Mathematical model generation process. It includes the creation of a Biological Effector Database (BED), the construction of a biological map, and, finally, the achievement of the mathematical model.

Model inputs: for example, information about drugs provided by DrugBank [18], since they inhibit or activate one or more nodes of the model (their targets) triggering a perturbation through the system,

Model outputs: for example, experimental microarray data (upregulated or downregulated proteins, after the treatment). The collection of known input-output physiological signals generates a list of physiological rules or principles found to apply to all humans, or to particular pathophysiological conditions, that act as mathematical restrictions. These sets of rules are collected to form a Truth Table, a collection of mathematical restrictions that include the available biological knowledge on the constructed networks, together with knowledge derived from DrugBank, and the statistically significant differentially expressed proteins from transcriptomic data. Furthermore, models able to simulate the physiological behavior of diabetic patients suffering DN were generated including the differentially expressed proteins extracted from the different group comparison,

Identification of the key proteins and mechanism of action associated with DN pathophysiology:

Model of diabetic patient suffering DN versus healthy model

Identification of the key proteins and mechanism of action associated with losartan effect:

Model of diabetic patients suffering DN and treated with losartan versus model of diabetic patients suffering DN

Model of diabetic patients suffering DN and treated with losartan versus model of diabetic patients

Sampling methods were used to describe with high capability all plausible relationships between nodes of the mathematical models. As the number of restrictions is always smaller than the number of parameters required by the algorithm, any process modeled by TPMS considers a population of different solutions, currently set around 106–109 since this interval is estimated to faithfully portray nature. Subsequently, TPMS traces the most probable pathways (in biological and mathematical terms) among all the possible pathways leading from the stimulus to the response through the biological network.
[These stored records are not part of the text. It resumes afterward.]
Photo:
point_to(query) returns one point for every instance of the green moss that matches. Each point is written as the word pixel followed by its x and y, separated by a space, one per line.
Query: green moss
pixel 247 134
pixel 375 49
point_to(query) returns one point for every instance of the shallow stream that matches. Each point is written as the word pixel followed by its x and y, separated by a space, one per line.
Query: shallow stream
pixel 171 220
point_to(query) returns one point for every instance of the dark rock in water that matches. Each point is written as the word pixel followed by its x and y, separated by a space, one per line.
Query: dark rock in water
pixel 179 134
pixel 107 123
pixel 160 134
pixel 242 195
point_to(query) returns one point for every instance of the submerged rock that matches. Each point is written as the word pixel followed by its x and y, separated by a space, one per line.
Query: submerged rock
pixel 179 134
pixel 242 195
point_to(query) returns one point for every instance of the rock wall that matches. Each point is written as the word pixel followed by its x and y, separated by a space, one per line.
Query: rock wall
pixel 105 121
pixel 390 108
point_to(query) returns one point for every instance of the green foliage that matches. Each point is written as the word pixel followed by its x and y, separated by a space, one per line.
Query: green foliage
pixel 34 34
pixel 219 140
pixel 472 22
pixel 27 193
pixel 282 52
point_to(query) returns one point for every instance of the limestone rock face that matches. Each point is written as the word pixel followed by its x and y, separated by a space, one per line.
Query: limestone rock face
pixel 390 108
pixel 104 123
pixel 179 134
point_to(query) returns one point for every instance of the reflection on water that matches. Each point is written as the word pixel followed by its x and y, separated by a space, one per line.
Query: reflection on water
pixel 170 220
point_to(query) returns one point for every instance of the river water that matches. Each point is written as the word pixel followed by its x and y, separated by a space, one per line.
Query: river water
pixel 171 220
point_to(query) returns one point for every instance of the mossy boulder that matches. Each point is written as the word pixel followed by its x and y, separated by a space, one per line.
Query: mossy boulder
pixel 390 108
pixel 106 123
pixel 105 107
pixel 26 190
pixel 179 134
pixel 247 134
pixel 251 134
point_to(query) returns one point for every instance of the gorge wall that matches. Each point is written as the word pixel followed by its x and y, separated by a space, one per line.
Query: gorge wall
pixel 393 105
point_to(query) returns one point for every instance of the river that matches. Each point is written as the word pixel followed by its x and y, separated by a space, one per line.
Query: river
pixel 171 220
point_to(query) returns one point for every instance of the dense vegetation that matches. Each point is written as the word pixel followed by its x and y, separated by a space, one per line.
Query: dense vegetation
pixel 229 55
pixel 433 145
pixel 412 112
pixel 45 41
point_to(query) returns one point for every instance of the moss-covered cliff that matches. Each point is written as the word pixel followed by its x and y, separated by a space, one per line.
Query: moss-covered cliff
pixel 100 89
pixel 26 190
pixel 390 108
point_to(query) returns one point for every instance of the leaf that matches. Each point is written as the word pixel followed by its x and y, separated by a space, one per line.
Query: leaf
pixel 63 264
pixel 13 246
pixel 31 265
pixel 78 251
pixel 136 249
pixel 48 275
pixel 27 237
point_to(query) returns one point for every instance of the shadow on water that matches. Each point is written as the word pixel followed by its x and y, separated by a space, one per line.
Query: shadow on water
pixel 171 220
Mathematical models should be able to weigh the relative value of each protein ratio (node). In the mathematical algorithm, each parameter corresponds to the relative weight of a link connecting nodes (genes/proteins) in a graph (protein map). Using the sampling methods, we generated populations of solutions that comply with the biological restrictions of the Truth Table. This approach allows tracing back the biological effects on molecules or triggering effectors by analyzing the different populations of solutions. Thus, the population of solutions accounts for the variety of physiological responses that may occur in human populations. The mathematical model is challenged with the stimulus and the response, and we traced the most probable path (in biological and mathematical terms) that leads from the stimulus to the response through the biological network. Thus, it identifies the most probable MoA that achieves a physiological response when the system is stimulated. For the analysis, we used those solutions that comply with the general knowledge collated in the Truth Table (high accuracy values). That is, only MoAs that are plausible from the standpoint of currently accepted scientific understandings and the restrictions applied were considered in the analysis.
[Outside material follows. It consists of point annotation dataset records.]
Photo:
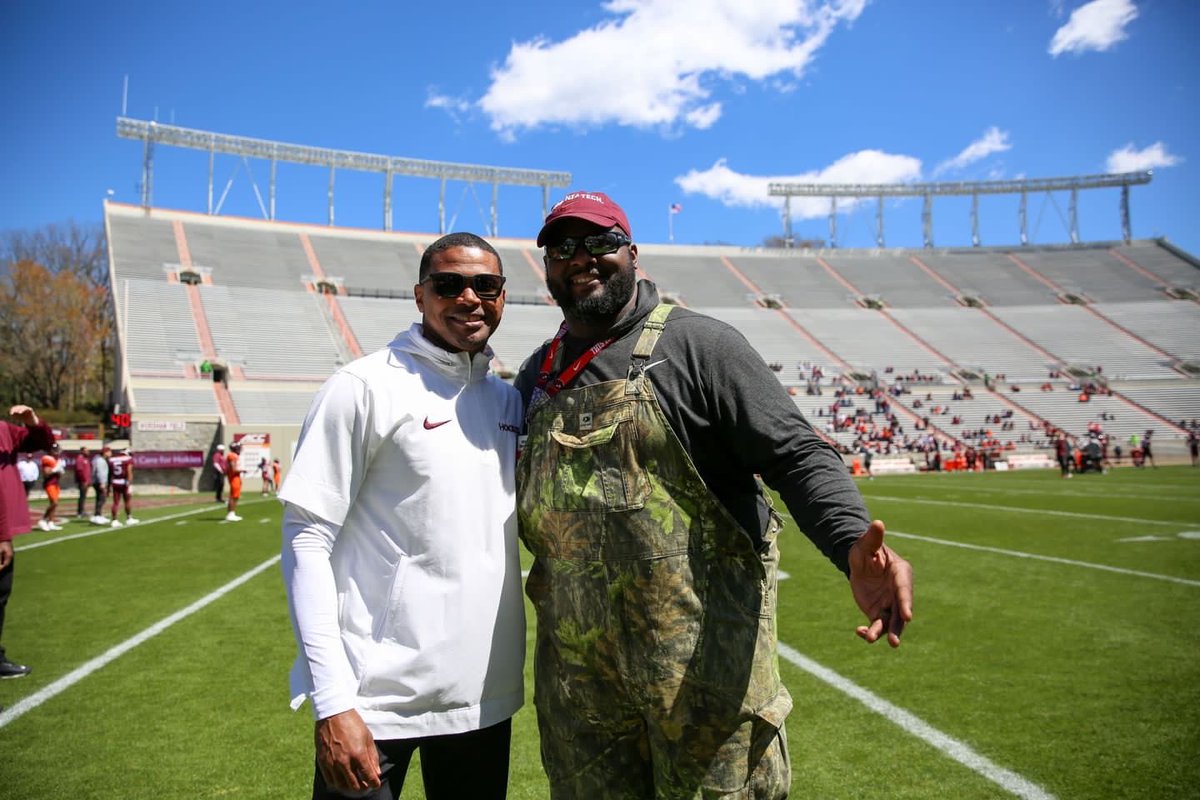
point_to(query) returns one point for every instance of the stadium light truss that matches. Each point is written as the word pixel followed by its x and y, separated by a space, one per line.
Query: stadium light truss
pixel 156 133
pixel 973 188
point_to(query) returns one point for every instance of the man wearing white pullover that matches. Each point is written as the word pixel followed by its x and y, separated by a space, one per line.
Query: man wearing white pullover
pixel 400 549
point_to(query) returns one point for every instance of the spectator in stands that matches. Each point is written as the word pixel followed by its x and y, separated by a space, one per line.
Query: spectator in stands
pixel 30 435
pixel 82 469
pixel 120 483
pixel 219 467
pixel 693 404
pixel 52 480
pixel 233 471
pixel 868 456
pixel 28 470
pixel 100 483
pixel 412 450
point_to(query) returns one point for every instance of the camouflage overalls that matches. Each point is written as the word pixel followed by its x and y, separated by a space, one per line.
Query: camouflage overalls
pixel 655 661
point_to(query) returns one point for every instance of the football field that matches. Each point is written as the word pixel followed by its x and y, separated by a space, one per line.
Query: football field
pixel 1055 651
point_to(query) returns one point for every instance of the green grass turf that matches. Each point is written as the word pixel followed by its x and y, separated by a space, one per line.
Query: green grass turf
pixel 1083 681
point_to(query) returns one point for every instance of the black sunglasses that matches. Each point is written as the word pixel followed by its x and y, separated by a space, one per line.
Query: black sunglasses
pixel 451 284
pixel 598 245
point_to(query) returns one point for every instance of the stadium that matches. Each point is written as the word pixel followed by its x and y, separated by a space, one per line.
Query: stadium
pixel 1055 650
pixel 979 348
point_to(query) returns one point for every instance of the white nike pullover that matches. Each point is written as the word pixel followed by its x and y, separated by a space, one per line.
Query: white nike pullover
pixel 400 548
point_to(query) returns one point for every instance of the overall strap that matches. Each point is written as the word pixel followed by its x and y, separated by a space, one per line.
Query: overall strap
pixel 652 330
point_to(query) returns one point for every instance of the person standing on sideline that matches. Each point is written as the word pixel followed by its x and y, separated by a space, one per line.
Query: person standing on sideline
pixel 100 483
pixel 400 549
pixel 1062 453
pixel 30 435
pixel 264 474
pixel 120 480
pixel 219 467
pixel 82 469
pixel 52 483
pixel 28 470
pixel 233 470
pixel 655 553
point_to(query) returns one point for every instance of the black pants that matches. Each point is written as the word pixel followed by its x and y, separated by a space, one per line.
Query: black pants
pixel 5 590
pixel 473 764
pixel 101 495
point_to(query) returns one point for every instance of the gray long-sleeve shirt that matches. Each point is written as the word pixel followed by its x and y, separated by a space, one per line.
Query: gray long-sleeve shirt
pixel 736 421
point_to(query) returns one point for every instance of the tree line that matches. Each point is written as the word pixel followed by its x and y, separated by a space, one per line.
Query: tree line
pixel 55 319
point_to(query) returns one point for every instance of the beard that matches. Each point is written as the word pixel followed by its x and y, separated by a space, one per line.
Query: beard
pixel 601 306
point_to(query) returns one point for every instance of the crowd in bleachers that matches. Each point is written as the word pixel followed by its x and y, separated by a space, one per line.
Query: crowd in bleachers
pixel 915 358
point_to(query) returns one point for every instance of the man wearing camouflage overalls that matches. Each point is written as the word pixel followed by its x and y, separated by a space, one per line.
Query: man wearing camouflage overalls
pixel 655 555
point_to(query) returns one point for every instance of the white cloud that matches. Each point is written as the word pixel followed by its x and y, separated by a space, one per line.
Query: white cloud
pixel 993 140
pixel 1095 25
pixel 1127 160
pixel 733 188
pixel 654 62
pixel 451 106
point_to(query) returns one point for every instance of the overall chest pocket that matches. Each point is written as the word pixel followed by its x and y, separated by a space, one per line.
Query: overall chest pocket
pixel 594 462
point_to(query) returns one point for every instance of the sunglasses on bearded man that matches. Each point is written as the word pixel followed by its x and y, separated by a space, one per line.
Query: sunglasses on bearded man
pixel 451 284
pixel 610 241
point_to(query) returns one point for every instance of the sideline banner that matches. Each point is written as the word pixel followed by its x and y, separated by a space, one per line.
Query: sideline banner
pixel 168 459
pixel 255 447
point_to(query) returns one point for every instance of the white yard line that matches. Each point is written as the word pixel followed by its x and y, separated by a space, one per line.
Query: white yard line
pixel 1053 559
pixel 29 703
pixel 1102 492
pixel 1047 512
pixel 108 529
pixel 959 751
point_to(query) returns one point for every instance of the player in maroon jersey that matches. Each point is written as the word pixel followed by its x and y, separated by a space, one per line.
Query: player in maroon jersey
pixel 120 481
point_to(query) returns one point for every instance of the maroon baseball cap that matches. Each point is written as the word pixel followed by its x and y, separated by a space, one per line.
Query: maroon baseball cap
pixel 593 206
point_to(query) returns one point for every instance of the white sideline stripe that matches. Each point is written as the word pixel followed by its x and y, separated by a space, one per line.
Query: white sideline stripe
pixel 107 529
pixel 72 678
pixel 1048 512
pixel 1053 559
pixel 959 751
pixel 1103 492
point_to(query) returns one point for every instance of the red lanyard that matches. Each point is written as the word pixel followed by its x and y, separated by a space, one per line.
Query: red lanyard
pixel 553 386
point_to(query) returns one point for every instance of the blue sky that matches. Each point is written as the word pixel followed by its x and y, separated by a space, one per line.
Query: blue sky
pixel 652 101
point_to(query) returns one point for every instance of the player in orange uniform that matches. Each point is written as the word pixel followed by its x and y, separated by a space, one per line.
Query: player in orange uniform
pixel 52 473
pixel 233 469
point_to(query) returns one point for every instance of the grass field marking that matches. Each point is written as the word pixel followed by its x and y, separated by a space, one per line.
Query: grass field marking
pixel 959 751
pixel 1053 559
pixel 1048 512
pixel 108 529
pixel 29 703
pixel 1102 492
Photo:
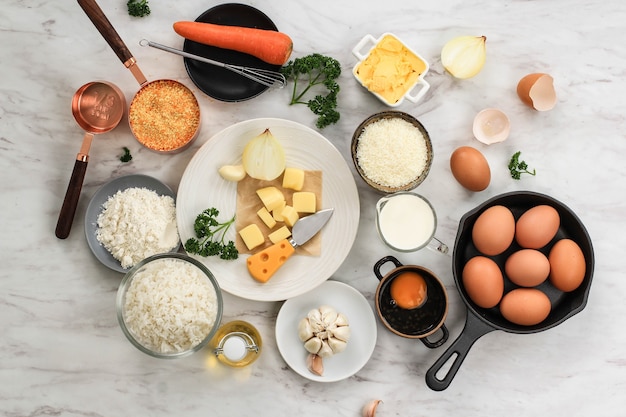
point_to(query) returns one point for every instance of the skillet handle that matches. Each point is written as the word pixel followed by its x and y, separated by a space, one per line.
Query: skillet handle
pixel 106 29
pixel 70 202
pixel 383 261
pixel 473 330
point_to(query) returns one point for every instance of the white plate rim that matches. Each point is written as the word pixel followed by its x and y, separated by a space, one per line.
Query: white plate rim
pixel 201 187
pixel 94 208
pixel 345 299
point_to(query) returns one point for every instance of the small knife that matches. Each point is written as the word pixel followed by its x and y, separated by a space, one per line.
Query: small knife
pixel 262 265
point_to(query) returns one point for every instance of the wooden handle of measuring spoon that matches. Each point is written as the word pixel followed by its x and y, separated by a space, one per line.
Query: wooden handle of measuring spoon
pixel 106 29
pixel 68 209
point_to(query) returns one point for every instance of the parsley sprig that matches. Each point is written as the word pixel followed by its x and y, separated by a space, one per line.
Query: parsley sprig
pixel 210 236
pixel 517 167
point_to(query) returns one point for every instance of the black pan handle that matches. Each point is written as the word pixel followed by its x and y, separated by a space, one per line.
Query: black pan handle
pixel 473 330
pixel 435 344
pixel 70 202
pixel 383 261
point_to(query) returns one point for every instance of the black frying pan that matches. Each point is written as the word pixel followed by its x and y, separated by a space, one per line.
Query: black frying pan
pixel 479 320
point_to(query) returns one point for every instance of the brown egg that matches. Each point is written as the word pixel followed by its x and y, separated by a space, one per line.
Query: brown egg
pixel 525 306
pixel 494 230
pixel 470 168
pixel 537 91
pixel 567 265
pixel 527 267
pixel 537 227
pixel 483 281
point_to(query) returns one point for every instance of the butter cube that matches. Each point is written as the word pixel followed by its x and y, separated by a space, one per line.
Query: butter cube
pixel 271 197
pixel 304 202
pixel 293 178
pixel 279 234
pixel 266 217
pixel 278 212
pixel 290 216
pixel 252 236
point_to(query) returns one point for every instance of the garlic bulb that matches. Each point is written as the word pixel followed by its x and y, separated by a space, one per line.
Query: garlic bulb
pixel 464 56
pixel 324 332
pixel 369 410
pixel 264 157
2.6. Urinary Neprilysin and VCAM-1 ELISA

Their abundance was tested in urinary samples from patients and controls using a specific enzyme-linked immunosorbent assay (ELISA). Urine neprilysin (MyBioSource, San Diego, California, USA) and human vascular cell adhesion molecule-1 (VCAM-1) ELISA (Sigma-Aldrich, St. Louis, Missouri, USA) were performed following the manufacturer's instructions.

2.7. Presentation of Data and Statistical Analyses

Patient clinical data: quantitative data are presented as the mean ± standard deviation (SD). Statistical comparisons were performed by t-test (unpaired or paired as appropriate using SPSS 17.0).
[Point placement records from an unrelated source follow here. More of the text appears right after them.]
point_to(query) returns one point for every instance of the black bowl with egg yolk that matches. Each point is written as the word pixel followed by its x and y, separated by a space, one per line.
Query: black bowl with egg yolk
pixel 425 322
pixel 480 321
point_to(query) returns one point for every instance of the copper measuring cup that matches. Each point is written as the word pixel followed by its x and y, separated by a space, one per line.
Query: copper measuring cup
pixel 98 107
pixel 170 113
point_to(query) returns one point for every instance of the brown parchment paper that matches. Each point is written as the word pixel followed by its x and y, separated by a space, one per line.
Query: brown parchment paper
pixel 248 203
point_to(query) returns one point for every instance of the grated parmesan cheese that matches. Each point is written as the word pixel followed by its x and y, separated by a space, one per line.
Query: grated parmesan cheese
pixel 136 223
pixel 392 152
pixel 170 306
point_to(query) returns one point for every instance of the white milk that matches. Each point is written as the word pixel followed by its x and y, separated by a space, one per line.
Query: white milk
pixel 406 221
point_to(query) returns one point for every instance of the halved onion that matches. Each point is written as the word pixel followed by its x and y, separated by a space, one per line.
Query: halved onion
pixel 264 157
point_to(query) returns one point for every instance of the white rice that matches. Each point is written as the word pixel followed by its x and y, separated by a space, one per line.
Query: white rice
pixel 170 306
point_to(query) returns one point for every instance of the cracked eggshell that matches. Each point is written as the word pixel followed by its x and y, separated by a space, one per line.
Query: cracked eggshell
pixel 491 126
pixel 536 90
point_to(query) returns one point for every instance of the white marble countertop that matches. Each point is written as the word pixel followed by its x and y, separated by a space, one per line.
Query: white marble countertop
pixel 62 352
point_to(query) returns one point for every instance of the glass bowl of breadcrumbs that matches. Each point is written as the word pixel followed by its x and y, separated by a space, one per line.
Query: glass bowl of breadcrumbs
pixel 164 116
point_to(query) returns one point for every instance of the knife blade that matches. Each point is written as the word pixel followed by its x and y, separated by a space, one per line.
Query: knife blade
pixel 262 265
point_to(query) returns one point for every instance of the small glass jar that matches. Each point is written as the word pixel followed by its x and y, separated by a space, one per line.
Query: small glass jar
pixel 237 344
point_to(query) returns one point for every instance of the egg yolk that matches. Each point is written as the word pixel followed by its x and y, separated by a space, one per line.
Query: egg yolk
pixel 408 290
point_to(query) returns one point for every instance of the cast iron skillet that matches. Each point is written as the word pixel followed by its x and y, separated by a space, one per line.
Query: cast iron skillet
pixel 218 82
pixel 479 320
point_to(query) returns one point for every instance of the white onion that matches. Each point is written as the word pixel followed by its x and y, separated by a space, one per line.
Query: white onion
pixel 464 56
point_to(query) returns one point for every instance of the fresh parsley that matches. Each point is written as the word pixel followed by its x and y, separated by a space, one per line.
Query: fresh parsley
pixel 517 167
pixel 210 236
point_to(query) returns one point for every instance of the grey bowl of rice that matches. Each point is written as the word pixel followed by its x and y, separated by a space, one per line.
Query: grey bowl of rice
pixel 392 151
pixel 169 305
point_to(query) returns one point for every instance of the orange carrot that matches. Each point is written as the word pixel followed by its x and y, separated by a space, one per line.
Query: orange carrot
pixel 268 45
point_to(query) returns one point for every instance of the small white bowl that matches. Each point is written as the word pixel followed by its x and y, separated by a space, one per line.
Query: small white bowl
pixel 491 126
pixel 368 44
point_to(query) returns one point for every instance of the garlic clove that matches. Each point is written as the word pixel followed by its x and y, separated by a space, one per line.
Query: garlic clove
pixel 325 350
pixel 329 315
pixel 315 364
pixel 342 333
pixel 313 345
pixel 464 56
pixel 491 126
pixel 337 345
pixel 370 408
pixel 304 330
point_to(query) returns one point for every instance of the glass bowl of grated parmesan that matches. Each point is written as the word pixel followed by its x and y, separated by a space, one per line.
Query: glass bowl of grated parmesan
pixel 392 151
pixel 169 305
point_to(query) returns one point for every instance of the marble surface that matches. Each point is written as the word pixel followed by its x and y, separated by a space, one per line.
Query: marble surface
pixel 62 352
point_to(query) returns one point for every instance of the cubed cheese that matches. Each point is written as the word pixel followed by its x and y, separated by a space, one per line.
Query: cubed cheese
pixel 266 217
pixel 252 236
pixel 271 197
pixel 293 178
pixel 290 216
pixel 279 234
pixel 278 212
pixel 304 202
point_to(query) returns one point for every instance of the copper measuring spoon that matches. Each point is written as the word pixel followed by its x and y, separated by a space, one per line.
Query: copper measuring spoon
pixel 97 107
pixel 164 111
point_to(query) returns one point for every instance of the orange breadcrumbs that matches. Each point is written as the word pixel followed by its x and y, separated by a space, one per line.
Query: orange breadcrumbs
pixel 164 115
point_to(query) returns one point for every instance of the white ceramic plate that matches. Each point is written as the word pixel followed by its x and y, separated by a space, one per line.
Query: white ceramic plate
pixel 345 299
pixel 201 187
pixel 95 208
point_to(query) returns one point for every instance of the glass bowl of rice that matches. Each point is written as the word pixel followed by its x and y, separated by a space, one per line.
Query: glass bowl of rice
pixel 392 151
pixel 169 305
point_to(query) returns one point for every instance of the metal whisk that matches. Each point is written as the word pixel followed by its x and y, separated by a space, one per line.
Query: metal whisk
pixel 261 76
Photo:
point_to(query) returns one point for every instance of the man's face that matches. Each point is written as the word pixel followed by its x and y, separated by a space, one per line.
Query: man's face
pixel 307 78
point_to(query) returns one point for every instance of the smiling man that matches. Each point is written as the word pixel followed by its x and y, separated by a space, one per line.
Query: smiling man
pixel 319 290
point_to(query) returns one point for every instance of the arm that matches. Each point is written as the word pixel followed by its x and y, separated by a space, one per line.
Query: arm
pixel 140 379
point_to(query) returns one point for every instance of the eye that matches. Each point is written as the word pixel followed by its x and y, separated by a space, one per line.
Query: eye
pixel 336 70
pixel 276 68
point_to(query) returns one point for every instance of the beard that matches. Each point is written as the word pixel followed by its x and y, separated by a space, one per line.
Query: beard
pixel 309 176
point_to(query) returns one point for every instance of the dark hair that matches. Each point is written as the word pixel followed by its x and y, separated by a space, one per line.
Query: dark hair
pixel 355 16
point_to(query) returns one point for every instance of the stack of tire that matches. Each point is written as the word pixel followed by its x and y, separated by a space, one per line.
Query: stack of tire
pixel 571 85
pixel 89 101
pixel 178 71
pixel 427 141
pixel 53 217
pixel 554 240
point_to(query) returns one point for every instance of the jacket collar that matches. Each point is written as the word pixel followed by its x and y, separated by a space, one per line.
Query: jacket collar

Proteomic data analysis: DanteR [19] was used for relative quantification. Only unique peptides were considered for the analysis. Tandem mass tag (TMT) reporter intensity data were normalized using the Loess method followed by adjustment with central tendency. ANOVA was performed and adjusted by false discovery rate (FDR) correction. Two different comparisons were carried out: (1) basal and treated versus control and (2) treated versus basal. Differential proteins were selected using an adjusted p value cutoff of 0.05 and a ratio < 0.7 (down) or >1.3 (up).

Bioinformatic analysis: mathematical models allowed the identification of key proteins associated with DN pathology and treatment efficacy; p-values used to select these key proteins were ≤0.005 and ≤0.05, respectively.

3. Results

3.1. Patients

Clinical and demographic characteristics of the study population are shown in Table 1. All patients included in the study were over 60 years old. Control and DN basal groups were balanced regarding baseline characteristics except for albuminuria levels. None of the patients had diabetic retinopathy. The 9 DN patients were treated with losartan during three months. After this period, there were no differences in terms of albuminuria, HbA1c, eGFR, cholesterol, and triglycerides levels. Figure 2 shows albumin/creatinine ratio in the three groups studied. Losartan treatment in DN patients maintained office BP (SBP 144.0 ± 17.7 versus 140.0 ± 24.8 mmHg; DBP 73.6 ± 6.6 versus 75.3 ± 6.8 mmHg, basal versus treatment, resp.). Antidiabetic drugs are specified in Table 1. Ten patients from the control group and 4 from the DN group took statins. Five patients from the control group and 4 from the DN group took antiplatelet agents, being aspirin the most used.

Table 1

Clinical and demographic characteristics of the study population.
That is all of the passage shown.